The 12 new moons come in three distinct groups: 9 are distant retrograde (opposite direction to Jupiter’s spin) moons, two are closer prograde (same direction as Jupiter’s spin) moons, and the final one is an oddball that is distant, yet moving in a prograde motion.
A dozen new moons have been discovered around Jupiter. This brings the total number of known moons around the planet to 79 – the most anywhere in our Solar System.
While 11 of them appear to be part of previously known groups of moons, one is unlike anything observed before.
The moons were discovered by a team of astronomers looking for Planet 9, a large object theorised to exist in the distant Solar System beyond Pluto.
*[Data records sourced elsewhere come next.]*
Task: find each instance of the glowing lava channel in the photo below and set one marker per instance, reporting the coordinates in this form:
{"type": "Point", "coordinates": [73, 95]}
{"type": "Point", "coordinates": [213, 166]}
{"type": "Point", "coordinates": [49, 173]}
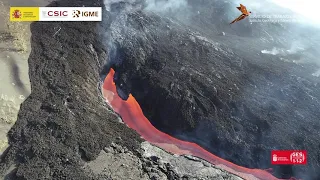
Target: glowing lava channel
{"type": "Point", "coordinates": [133, 116]}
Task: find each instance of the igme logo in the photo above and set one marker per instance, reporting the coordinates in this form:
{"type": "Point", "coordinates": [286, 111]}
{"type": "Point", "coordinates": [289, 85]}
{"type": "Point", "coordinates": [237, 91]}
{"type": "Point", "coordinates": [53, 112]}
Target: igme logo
{"type": "Point", "coordinates": [78, 13]}
{"type": "Point", "coordinates": [70, 13]}
{"type": "Point", "coordinates": [55, 13]}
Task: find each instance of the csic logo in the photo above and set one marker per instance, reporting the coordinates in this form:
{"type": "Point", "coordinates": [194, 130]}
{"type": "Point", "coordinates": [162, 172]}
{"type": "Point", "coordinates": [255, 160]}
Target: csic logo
{"type": "Point", "coordinates": [16, 14]}
{"type": "Point", "coordinates": [77, 13]}
{"type": "Point", "coordinates": [55, 13]}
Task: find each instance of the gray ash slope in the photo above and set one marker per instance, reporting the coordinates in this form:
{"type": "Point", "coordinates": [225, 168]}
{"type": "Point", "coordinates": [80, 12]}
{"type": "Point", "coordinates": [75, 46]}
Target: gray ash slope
{"type": "Point", "coordinates": [221, 91]}
{"type": "Point", "coordinates": [64, 123]}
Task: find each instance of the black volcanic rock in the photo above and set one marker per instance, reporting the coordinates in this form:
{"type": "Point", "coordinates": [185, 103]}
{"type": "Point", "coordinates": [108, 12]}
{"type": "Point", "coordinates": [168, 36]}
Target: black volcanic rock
{"type": "Point", "coordinates": [218, 91]}
{"type": "Point", "coordinates": [64, 122]}
{"type": "Point", "coordinates": [66, 130]}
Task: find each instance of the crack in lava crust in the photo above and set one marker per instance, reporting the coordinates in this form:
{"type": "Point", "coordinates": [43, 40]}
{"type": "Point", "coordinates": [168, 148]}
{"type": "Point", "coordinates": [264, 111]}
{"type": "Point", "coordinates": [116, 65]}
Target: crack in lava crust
{"type": "Point", "coordinates": [133, 116]}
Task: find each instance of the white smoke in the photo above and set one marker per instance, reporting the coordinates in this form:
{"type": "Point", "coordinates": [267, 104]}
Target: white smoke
{"type": "Point", "coordinates": [316, 74]}
{"type": "Point", "coordinates": [296, 47]}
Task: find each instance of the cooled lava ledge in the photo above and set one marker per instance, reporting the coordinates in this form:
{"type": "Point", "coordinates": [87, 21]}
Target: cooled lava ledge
{"type": "Point", "coordinates": [221, 92]}
{"type": "Point", "coordinates": [132, 115]}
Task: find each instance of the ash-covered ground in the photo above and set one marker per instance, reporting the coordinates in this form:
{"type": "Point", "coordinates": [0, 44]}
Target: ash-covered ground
{"type": "Point", "coordinates": [238, 90]}
{"type": "Point", "coordinates": [66, 130]}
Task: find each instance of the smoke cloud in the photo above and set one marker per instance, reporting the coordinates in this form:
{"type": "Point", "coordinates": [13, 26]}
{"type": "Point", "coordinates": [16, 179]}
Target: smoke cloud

“Jupiter just happened to be in the sky near the search fields where we were looking for extremely distant Solar System objects, so we were serendipitously able to look for new moons around Jupiter while at the same time looking for planets on the fringes of our Solar System,” says Scott S Sheppard from the Carnegie Institution for Science, who led the discovery.
The moons’ discovery was announced on 17 July 2018, however the moons were first spotted in 2017.
It has taken the last year to collect the observations needed to calculate the object’s orbits, proving they are moons of Jupiter.
Nine of the moons are part of a distant swarm moving in retrograde, meaning that they orbit the opposite direction to Jupiter’s spin.
Two are closer to Jupiter and have a prograde motion. All 11 are thought to be the remnants of larger moons that broke up in Jupiter’s early history.
“Our other discovery is a real oddball and has an orbit like no other known Jovian moon, says Sheppard. “It’s also likely Jupiter’s smallest known moon, being less than one kilometre in diameter.”
This peculiar moon, which the team call Valetudo, moves in prograde but its orbit takes it out to the same distance as the retrograde moons.
It’s thought that the ‘oddball’ is the remnant of a larger prograde moon which collided head on with something, creating the retrograde moon swarms.
By studying the interplay between these objects, astronomers can understand the conditions around early Jupiter.
For instance, the gas and dust surrounding Jupiter during its formation must have dissipated by the time the moons were created, or else the drag would have slowed their orbit causing them to crash into the planet.